Friday, February 27, 2009

The Third Place

There’s a commercial on at the moment advertising a coffee machine. Not that it’s called a coffee machine. No no. This is a “hot beverage system” and appears to be styled on the inside of an Audi TT. Although it could be said that the inside of an Audi TT already looks like an expensive coffee machine. Whatever the case, the machine is being sold on the strength that the group of twenty-something women featured in the commercial will no longer have to make the laborious trek to Antonio’s coffee bar and suffer his suggestive inanities as they can now get proper coffee in their own homes! Hooray for progress!

Now, where am I going to start with this? I’ll set aside the fact that the commercial is a product of the Soho advertising machine, a place alive with coffee bars which I’m willing to bet are stuffed to the gunwales with “creative” [sic] media types. I'll also leave the unsustainable packaging aside. No, the thing that riles me most is that this is another example of big business trying to muscle in on our Third Places.

We all need a Third Place. A place like the mythical Antonio's that isn’t work and isn’t home. A place where we have a set of social contacts who are more than strangers but not quite friends. A place where we can just be ourselves – read a book, drink a coffee, chat, play chess, watch people or what ever.

The recipe for successful Third Places continually evades replication by multinationals. Third Places grow organically where people need them. Cafés and pubs, garden centres and community centres, parks and allotments. They defy multinational copycats largely because their profits and turnover are too low or non-existent. They simply don’t make enough money. Many third places are cafés, but the cafés owned by multinationals are rarely third places, no matter how much they wish they were or tell us they are.

Despite aggressive marketing and land-grab tactics, the greatest threat to third places comes not from the chains of pseudo-cafés but from our own homes. They’re more comfortable and, if you have enough mains sockets in your living room, entertaining than they have ever been before. There was an advertising campaign a few years ago for a video game console with the hook line “welcome to the Third Place”. It’s a moot point whether many of the target market understood what the Third Place was, but the message was familiar enough. Why get rained on, mugged or have a pint of Irish cider (with ice) spilled down your back when you can get movies on demand, get better views at the football match, race cars and shoot aliens, have dinner delivered and make a hot beverage at the flick of a stylishly curved aluminium switch?

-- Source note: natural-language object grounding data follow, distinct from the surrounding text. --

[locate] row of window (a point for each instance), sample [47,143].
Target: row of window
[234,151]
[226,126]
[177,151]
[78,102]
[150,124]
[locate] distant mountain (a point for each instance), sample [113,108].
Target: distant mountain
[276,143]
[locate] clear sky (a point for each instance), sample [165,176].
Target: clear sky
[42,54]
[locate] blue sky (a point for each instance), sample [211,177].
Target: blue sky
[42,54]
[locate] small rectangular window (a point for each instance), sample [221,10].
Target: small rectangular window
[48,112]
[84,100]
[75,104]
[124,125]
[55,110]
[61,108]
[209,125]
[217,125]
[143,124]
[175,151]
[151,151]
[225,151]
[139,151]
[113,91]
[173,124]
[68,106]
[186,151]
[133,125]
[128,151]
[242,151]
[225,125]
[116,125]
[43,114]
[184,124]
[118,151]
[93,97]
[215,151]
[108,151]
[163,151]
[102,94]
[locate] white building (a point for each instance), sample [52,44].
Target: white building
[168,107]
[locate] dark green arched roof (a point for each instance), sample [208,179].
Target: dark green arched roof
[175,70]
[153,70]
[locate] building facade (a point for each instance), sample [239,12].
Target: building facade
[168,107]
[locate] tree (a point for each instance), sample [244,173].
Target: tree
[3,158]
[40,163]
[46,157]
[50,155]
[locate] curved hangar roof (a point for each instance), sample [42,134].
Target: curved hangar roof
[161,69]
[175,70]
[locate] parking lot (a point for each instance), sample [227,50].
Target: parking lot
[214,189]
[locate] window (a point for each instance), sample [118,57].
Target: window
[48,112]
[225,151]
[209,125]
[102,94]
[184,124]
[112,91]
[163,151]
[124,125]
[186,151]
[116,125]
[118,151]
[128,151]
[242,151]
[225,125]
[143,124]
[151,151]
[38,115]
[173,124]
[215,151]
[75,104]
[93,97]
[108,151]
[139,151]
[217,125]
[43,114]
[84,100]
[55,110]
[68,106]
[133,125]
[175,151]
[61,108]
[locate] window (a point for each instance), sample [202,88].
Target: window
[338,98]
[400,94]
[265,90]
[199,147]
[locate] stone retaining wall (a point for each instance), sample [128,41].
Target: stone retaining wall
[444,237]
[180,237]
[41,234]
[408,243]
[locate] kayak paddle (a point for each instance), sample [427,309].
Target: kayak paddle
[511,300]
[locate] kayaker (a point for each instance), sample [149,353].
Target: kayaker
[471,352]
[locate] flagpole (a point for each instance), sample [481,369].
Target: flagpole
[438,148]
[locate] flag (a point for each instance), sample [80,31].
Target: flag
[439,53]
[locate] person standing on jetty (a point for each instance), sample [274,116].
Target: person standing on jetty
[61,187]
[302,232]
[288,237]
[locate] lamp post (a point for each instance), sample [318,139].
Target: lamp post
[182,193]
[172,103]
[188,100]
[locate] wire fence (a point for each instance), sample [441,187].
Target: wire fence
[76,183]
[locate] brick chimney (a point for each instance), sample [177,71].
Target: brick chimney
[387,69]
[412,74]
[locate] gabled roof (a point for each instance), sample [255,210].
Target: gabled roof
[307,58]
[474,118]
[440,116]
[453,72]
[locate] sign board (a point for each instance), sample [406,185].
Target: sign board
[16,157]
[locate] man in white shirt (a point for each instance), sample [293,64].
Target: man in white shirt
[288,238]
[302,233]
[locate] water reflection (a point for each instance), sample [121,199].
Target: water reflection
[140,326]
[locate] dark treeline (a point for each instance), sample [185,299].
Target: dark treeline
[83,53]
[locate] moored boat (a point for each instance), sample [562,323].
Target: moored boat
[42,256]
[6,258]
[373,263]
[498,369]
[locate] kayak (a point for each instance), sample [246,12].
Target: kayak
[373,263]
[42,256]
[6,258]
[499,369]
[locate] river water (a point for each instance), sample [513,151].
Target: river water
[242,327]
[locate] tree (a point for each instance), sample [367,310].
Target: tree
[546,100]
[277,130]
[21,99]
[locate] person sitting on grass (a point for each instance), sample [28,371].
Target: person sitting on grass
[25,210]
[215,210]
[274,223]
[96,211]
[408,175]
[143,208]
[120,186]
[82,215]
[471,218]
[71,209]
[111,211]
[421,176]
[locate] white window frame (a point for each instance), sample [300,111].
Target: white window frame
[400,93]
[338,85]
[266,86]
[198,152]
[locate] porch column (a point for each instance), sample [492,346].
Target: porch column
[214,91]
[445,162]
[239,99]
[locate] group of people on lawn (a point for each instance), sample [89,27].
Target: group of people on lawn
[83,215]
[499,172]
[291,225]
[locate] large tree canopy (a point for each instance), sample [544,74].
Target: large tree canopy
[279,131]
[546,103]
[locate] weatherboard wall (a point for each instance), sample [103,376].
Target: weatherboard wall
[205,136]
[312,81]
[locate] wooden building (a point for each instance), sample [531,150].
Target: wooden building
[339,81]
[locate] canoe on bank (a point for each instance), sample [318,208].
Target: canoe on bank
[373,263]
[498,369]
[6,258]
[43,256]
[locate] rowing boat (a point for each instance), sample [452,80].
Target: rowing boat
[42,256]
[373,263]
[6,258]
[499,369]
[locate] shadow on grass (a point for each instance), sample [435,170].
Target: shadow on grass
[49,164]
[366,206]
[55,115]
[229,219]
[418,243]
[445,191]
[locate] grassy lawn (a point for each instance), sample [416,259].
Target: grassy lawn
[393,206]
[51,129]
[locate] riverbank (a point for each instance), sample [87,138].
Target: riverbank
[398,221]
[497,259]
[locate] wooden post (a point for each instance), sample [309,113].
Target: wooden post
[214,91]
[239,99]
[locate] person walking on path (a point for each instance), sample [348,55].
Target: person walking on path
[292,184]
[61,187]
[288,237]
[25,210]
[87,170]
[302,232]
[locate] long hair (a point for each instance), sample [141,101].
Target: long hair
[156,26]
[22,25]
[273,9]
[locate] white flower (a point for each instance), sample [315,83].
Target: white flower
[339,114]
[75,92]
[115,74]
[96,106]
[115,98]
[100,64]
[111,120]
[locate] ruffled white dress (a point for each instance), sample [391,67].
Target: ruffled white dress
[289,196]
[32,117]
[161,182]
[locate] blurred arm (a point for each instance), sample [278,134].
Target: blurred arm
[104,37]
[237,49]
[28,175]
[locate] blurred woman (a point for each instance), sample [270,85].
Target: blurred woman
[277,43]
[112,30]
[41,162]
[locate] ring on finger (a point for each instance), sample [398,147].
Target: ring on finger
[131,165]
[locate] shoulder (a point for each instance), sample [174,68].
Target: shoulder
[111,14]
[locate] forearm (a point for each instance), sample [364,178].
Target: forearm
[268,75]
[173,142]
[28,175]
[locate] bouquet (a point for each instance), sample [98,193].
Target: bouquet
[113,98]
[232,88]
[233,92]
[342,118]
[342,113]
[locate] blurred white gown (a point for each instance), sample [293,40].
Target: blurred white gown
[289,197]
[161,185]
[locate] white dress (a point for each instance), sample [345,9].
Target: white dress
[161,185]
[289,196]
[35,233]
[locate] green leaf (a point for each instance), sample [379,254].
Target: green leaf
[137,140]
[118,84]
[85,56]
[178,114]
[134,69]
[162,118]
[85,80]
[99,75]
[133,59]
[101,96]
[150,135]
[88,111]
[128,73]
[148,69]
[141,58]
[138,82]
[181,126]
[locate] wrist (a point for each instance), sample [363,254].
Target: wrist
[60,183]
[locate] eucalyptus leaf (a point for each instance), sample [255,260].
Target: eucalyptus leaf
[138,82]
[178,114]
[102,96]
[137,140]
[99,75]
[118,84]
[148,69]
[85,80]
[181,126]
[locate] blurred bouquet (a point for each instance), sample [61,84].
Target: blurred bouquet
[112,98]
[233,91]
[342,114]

Two words: cabin fever. We all need to go out. Spending too much time indoors can lead to feelings of loneliness, anxiety, depression and a disconnection from society. Home cinemas and coffee machines give a glossy veneer to the experience but they are little compensation for a loss of real contact with people and with the natural world. The non-profit that I work for, the Sensory Trust, spends a considerable amount of effort making it possible for people who have difficulty going out to do so. And while we’re doing this multinationals are spending the equivalent of decades (perhaps centuries) of Sensory Trust budget advertising products that will keep more of us stuck in our homes for longer.

The fact is that we rarely go to Antonio’s coffee bar just for the coffee. In fact there are third places where the awfulness of the coffee is something that unites everyone who goes there. We go to see other people, to step out of our home or work lives and remember who we are when we’re just being ourselves.

The television commercial tells us not only that we should buy the hot beverage system but that we should rejoice that Antonio’s will be empty and be forced to close, presumably so that it can be replaced by a multinational franchise who is also a client of the advertising company. Then of course we can look forward to spending more time in our homes, watching television commercials… It's not only Antonio that suffers: public space budgets are the first in the firing line when no one goes to the park.

With any luck this won’t be yet another kick in the teeth for Third Places. The hot beverage system will join the toastie maker on eBay before the year is out. Hopefully Antonio will still be there when it does.